Strain Energy-Based Modeling of Soil Liquefaction Using Data-Driven Techniques

Abstract

This paper presents the application of Gaussian Process Regression (GPR) and M5 Model Tree as two alternative data-driven modeling practices for prediction of soil liquefaction. The initial effective mean confining pressure (σ′mean), initial relative density after consolidation (Dr), percentage of fines content (FC), uniformity coefficient (Cu), Coefficient of curvature (Cc), mean grain size (D50), etc. are used as model inputs to predict strain energy density (W) required for triggering the liquefaction. The performance evaluation criteria like mean absolute relative error (MARE), coefficient of correlation (R), root mean square error (RMSE) for the validation datasets are found to be 6.381, 0.849, 0.266, respectively.

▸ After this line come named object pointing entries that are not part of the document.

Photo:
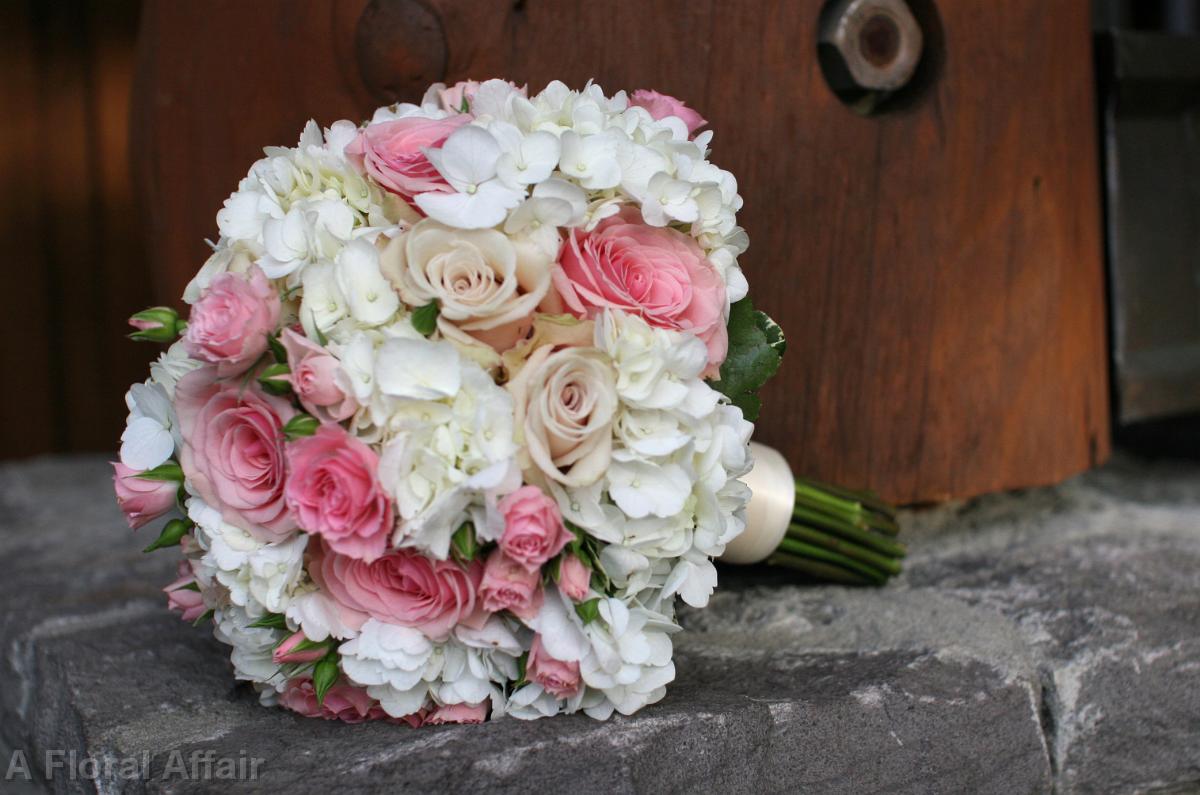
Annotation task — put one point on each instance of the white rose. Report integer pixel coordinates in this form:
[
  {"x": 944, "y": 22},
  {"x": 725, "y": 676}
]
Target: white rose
[
  {"x": 565, "y": 401},
  {"x": 475, "y": 275}
]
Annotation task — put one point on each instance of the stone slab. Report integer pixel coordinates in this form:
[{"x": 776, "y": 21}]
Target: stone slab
[{"x": 1037, "y": 641}]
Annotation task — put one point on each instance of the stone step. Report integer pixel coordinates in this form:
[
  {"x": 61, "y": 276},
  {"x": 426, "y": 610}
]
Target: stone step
[{"x": 1047, "y": 640}]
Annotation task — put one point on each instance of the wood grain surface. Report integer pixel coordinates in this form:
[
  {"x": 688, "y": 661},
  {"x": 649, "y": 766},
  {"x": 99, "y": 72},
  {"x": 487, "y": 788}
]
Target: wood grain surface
[
  {"x": 937, "y": 267},
  {"x": 73, "y": 262}
]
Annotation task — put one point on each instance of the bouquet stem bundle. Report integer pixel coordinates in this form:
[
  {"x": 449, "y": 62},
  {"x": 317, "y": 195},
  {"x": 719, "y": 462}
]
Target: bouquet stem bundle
[{"x": 840, "y": 536}]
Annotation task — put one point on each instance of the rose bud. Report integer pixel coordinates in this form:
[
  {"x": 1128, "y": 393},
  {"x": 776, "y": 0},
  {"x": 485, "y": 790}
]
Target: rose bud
[
  {"x": 574, "y": 578},
  {"x": 559, "y": 679},
  {"x": 184, "y": 596},
  {"x": 287, "y": 651},
  {"x": 155, "y": 324},
  {"x": 142, "y": 500}
]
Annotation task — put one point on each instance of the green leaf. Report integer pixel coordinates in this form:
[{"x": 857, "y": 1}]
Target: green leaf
[
  {"x": 324, "y": 674},
  {"x": 588, "y": 610},
  {"x": 463, "y": 543},
  {"x": 156, "y": 324},
  {"x": 277, "y": 350},
  {"x": 172, "y": 532},
  {"x": 771, "y": 330},
  {"x": 168, "y": 472},
  {"x": 270, "y": 621},
  {"x": 756, "y": 345},
  {"x": 425, "y": 318},
  {"x": 300, "y": 425}
]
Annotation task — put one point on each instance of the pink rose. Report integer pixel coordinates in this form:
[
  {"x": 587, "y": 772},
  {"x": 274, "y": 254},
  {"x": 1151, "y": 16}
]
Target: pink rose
[
  {"x": 453, "y": 97},
  {"x": 655, "y": 273},
  {"x": 233, "y": 450},
  {"x": 559, "y": 679},
  {"x": 401, "y": 587},
  {"x": 287, "y": 653},
  {"x": 333, "y": 491},
  {"x": 533, "y": 527},
  {"x": 183, "y": 595},
  {"x": 313, "y": 378},
  {"x": 390, "y": 151},
  {"x": 142, "y": 501},
  {"x": 342, "y": 701},
  {"x": 574, "y": 578},
  {"x": 229, "y": 324},
  {"x": 509, "y": 585},
  {"x": 457, "y": 713},
  {"x": 664, "y": 105}
]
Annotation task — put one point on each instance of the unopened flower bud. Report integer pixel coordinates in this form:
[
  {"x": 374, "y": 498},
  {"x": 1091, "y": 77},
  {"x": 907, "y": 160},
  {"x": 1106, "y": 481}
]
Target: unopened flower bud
[
  {"x": 298, "y": 649},
  {"x": 300, "y": 425},
  {"x": 156, "y": 324},
  {"x": 276, "y": 380}
]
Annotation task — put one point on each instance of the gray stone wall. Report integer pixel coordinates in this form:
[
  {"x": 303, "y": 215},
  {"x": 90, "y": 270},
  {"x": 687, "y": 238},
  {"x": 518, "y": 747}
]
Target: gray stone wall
[{"x": 1041, "y": 641}]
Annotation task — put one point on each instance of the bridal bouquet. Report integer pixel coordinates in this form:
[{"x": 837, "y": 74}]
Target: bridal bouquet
[{"x": 460, "y": 407}]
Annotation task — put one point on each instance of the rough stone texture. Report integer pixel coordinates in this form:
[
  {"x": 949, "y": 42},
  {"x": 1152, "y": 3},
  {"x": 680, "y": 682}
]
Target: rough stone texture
[{"x": 1048, "y": 640}]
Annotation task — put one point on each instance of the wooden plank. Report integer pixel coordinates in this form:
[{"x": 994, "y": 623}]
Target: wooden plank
[
  {"x": 937, "y": 268},
  {"x": 29, "y": 401}
]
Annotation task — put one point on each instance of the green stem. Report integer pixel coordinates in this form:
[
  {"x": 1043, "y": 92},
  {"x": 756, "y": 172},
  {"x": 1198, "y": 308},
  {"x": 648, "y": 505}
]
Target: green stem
[
  {"x": 825, "y": 502},
  {"x": 845, "y": 548},
  {"x": 867, "y": 498},
  {"x": 802, "y": 515},
  {"x": 819, "y": 554},
  {"x": 817, "y": 571}
]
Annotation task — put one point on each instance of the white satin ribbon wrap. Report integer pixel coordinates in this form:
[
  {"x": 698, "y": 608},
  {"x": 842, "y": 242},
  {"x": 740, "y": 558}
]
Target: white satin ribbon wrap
[{"x": 769, "y": 512}]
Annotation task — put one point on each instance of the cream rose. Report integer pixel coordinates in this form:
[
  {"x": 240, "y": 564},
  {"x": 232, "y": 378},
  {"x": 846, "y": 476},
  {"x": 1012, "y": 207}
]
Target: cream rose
[
  {"x": 480, "y": 281},
  {"x": 565, "y": 401}
]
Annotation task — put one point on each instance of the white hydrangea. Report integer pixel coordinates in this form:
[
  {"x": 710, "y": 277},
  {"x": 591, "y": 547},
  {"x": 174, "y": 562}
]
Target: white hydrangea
[
  {"x": 151, "y": 430},
  {"x": 252, "y": 646},
  {"x": 303, "y": 205},
  {"x": 172, "y": 365},
  {"x": 448, "y": 435},
  {"x": 252, "y": 572},
  {"x": 402, "y": 668}
]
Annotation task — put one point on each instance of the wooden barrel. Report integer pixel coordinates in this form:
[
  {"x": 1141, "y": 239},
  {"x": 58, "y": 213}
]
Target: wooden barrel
[{"x": 936, "y": 262}]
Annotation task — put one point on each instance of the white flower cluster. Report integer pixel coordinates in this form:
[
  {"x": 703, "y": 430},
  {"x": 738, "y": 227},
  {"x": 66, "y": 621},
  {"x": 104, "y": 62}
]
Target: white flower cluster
[{"x": 486, "y": 292}]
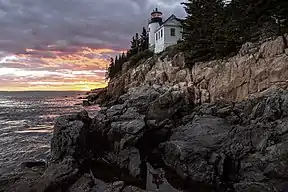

Use of multiple statistical criteria and graphical plots confirmed the superiority of PuK Kernel-based Gaussian Process Regression (GPR) model over five different empirical models, two linear genetic programming (LGP)-based expressions, artificial neural network (ANN) and M5 Model Tree-based predictions. Further, a parametric sensitivity analysis performed on input parameters showed that σ′mean is the most influencing predictor to explain the variations of the capacity energy than other input parameters.